The company hired about 70 new people last year. It is on pace to more than double that number this year, he said.
Hilcorp also produces oil and gas in Cook Inlet in Southcentral Alaska, and employed more than 1,500 people in Alaska last year.
Job increases in the Alaska oil industry are generally tied to new projects, said Teel, the Alaska economist. The lack of new fields in Alaska explains some of the slow growth, she said.
Kara Moriarty, head of the Alaska Oil and Gas Association, the industry trade group in the state, said oil companies are largely focused on drilling within existing fields, rather than launching big new projects.
“If you want more jobs, you have to have more activity,” she said.
Projects on hold
In Alaska, drilling activity plunged after the pandemic was declared and remains slow compared to pre-pandemic years, according to data from the Alaska Oil and Gas Conservation Commission.
The industry completed 291 wells in the two years before March 11, 2020.
It completed 138 the next two years, the data shows.
Two major projects in Alaska that could sharply boost jobs are on hold or uncertain, industry observers say.
ConocoPhillips’ Willow prospect is undergoing a new round of federal review after a federal judge ruled in favor of conservation groups that had sued to stop it.
Also, Oil Search’s Pikka prospect faces major financing questions as banks withhold financing for Arctic projects following pressure from climate activists. And Oil Search’s merger last year with Santos, a larger Australian oil company, has raised uncertainty about Pikka’s future.
Santos, now the parent of Oil Search, said in a prepared statement that it employs about 150 people in Alaska, primarily located in Anchorage.
“At Santos, we are focused on controlling costs and not the fluctuation in oil prices,” the statement said.
The company will maintain that low-cost model as it works toward making a final investment decision on Pikka, the statement said.
Tara Stevens, a spokeswoman for ConocoPhillips, said in an email that the recent increase in oil prices is a promising indicator of future industry growth.

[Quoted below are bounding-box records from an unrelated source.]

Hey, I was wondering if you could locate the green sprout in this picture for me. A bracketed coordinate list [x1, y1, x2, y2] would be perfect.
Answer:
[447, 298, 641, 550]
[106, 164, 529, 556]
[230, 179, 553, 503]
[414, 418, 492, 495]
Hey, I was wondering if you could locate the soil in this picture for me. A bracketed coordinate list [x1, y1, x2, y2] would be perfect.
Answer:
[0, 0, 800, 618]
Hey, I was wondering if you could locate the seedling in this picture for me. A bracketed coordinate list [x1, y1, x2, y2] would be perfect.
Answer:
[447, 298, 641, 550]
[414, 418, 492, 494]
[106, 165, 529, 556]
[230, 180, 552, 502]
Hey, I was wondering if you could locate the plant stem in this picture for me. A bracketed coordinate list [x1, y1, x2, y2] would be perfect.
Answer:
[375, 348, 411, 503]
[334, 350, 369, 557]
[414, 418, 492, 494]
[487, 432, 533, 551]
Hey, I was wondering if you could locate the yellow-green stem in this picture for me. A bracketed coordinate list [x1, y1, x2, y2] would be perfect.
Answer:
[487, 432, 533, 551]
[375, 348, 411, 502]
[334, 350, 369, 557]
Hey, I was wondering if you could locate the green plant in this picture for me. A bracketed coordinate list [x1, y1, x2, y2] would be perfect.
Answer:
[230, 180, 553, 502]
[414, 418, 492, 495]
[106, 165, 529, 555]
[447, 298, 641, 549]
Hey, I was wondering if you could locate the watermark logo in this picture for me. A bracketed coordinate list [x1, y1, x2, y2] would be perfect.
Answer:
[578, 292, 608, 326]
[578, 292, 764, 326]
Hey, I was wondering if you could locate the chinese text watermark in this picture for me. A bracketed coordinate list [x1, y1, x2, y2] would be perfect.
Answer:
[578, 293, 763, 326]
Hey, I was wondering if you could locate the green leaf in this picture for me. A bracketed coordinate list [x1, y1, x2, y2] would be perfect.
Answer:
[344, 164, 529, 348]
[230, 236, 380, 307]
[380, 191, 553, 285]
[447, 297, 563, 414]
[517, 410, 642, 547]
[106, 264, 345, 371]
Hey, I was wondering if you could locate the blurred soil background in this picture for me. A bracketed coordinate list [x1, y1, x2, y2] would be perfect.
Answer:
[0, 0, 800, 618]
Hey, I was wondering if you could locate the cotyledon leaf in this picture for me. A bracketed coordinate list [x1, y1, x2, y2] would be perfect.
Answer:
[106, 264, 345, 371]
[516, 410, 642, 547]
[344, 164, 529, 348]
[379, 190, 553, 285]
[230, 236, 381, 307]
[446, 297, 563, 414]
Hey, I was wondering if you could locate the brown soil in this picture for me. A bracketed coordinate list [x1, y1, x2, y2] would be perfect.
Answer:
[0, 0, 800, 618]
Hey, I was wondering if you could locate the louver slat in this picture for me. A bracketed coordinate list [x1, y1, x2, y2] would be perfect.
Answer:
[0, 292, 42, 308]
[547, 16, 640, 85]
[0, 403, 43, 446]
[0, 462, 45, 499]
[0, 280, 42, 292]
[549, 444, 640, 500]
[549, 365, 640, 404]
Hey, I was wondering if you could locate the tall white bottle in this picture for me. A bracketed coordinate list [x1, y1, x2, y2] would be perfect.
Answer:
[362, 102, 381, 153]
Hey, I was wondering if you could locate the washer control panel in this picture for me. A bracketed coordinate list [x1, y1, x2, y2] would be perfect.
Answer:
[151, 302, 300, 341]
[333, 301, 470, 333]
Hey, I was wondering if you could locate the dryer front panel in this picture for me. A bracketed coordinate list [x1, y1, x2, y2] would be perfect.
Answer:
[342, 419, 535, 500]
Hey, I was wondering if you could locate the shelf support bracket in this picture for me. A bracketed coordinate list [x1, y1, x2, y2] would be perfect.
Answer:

But high oil prices don’t immediately result in growth, she said.
She said ConocoPhillips in Alaska is focused on expanding drilling and production in existing fields, which includes projects in the Alpine field, Greater Mooses Tooth-2 and Fiord West, where new oil production started in recent months.
ConocoPhillips’ workforce of 960 has held steady the past two years while capital spending in Alaska has remained stable, she said.
Willow is an $8 billion project that could create more than 2,000 construction jobs and 300 permanent jobs, she said.
With the supplemental environmental review underway, ConocoPhillips has not made a final decision to invest in the project.